ビットコインを購入する背景としては、過去数年に及ぶ円安、長年に渡るマイナス金利政策の影響で、日本円の世界における主軸通貨としての位置付けが著しく弱まっていることをあげている。
その一方で、ビットコインやそのほかの暗号資産については、当初の懐疑的な見方とは裏腹に、年を増すごとに存在感を強めている。今ではエルサルバドルのように公的通貨として採用する国も存在するほど普及しているとメタプラネットは指摘する。
ビットコインはボラティリティこそ大きくなる傾向があるものの、その価値は過去10年で着実に上昇している。そのため、流動性の高い長期主力通貨として、日本円に換算してもその価値を維持することが広く期待されていると述べている。
メタプラネットは、新株予約権の行使により約9億3,500万円の資金を調達することとなった。米国を中心としたいくつかの上場企業の動向にみられるような、調達した資金をキャッシュ・マネジメント戦略の一環として、ビットコインに投資・保有することで保有通貨を分散し、日本円のエクスポージャーを低めた自己ポジションを構築するという。
ビットコインに投資を行う企業としては、米インテリジェンス企業マイクロストラテジー(MicroStrategy)が有名で、3月時点で約21万4,246BTC(約2兆3,200億円相当)を保有している。ビットコインは長期的にみた場合に価値が恒常的に上昇しており、長期保有に適していると考え、メタプラネットも同様の戦略をとる形となる。

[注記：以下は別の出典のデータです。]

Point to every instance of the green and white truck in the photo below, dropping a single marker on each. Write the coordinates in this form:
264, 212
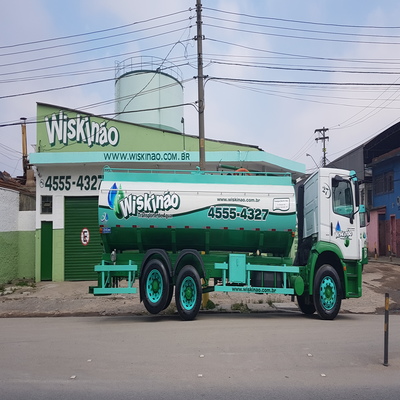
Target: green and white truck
195, 232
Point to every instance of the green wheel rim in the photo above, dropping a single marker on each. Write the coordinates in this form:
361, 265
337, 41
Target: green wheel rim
328, 293
154, 286
188, 293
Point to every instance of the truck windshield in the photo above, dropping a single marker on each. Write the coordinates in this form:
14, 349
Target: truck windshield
342, 198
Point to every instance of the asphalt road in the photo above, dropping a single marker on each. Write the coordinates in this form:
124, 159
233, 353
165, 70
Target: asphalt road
218, 356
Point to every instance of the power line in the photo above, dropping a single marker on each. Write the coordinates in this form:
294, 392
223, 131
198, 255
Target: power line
92, 32
300, 21
301, 37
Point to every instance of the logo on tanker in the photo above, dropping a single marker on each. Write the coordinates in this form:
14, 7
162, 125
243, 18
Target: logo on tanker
132, 204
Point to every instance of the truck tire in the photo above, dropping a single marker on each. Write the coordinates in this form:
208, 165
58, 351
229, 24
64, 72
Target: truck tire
327, 292
188, 293
154, 286
305, 304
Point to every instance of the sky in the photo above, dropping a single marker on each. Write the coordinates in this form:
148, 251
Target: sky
275, 70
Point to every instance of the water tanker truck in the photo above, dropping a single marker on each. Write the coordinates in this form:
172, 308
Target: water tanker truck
195, 232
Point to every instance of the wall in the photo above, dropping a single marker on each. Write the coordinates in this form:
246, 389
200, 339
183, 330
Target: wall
388, 232
9, 206
17, 249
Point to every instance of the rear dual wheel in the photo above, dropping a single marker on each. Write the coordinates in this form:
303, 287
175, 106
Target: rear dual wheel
188, 293
155, 287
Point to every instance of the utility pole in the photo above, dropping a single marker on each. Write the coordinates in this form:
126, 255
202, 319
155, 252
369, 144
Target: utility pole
321, 136
24, 146
200, 85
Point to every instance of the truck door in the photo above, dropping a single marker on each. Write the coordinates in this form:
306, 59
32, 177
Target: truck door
344, 231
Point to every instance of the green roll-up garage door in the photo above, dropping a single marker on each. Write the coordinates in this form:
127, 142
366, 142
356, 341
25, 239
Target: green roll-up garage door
82, 238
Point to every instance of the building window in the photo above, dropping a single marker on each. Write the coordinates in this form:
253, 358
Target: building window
47, 205
384, 183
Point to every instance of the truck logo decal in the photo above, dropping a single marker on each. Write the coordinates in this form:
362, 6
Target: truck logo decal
134, 205
344, 235
326, 190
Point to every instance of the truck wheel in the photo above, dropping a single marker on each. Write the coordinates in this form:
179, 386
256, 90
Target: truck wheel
154, 286
306, 304
327, 292
188, 293
169, 297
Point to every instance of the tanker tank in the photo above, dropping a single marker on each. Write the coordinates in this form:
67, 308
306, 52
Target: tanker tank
205, 211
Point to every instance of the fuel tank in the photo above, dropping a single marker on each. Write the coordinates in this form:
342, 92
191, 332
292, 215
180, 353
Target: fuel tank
206, 211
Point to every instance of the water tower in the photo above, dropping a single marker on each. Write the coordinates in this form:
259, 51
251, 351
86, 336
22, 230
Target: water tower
148, 91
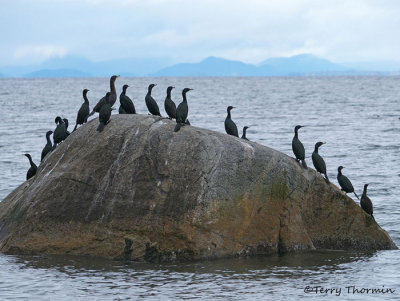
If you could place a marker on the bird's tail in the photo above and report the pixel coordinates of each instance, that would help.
(177, 127)
(326, 179)
(101, 126)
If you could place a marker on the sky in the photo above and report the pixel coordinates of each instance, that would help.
(189, 31)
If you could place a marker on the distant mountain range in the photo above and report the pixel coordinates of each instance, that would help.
(299, 65)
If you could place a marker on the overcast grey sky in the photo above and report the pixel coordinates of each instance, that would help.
(179, 30)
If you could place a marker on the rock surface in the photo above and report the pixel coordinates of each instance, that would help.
(139, 191)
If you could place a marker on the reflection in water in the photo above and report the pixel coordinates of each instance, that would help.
(66, 277)
(357, 117)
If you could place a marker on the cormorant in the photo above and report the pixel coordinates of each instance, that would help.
(113, 96)
(298, 147)
(48, 147)
(345, 183)
(318, 162)
(66, 125)
(60, 133)
(244, 133)
(169, 104)
(151, 103)
(230, 126)
(365, 202)
(121, 110)
(126, 103)
(83, 112)
(182, 111)
(105, 113)
(32, 170)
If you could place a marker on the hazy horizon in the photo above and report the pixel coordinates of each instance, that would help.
(179, 31)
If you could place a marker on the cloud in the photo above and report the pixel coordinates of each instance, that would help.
(38, 52)
(189, 30)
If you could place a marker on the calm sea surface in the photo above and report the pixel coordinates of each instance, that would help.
(358, 118)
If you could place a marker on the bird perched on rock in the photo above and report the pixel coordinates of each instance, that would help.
(298, 147)
(169, 104)
(60, 133)
(244, 133)
(230, 126)
(126, 106)
(66, 125)
(32, 170)
(48, 147)
(83, 112)
(151, 104)
(365, 202)
(105, 113)
(345, 183)
(113, 96)
(182, 111)
(319, 162)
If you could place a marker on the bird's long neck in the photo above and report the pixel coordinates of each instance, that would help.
(85, 98)
(48, 138)
(112, 87)
(30, 160)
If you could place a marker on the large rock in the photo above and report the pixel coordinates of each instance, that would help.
(140, 191)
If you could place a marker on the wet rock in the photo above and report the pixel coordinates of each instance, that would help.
(139, 191)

メタプラネットがビットコインの購入を決めた理由としては、米国で承認されたビットコイン現物ETFの存在も大きい。今後さらなる資金流入が予想されるほか、2,100万BTCという発行上限が設けられていることで、需要と供給の原則に基づいて評価される資産クラスであると述べている。
さらに、世界経済において不確実性が高まっているなか、ビットコインはどの国の経済や景気にも縛られない資産として際立っており、「究極のセーフハーバーとして機能する」と表現している。
今後、メタプラネットはビットコインの保有残高を四半期ごとに時価評価し、評価損益を損益計算書の特別項目に計上する。また、四半期業績に著しい影響が発生した場合には速やかに開示する予定だ。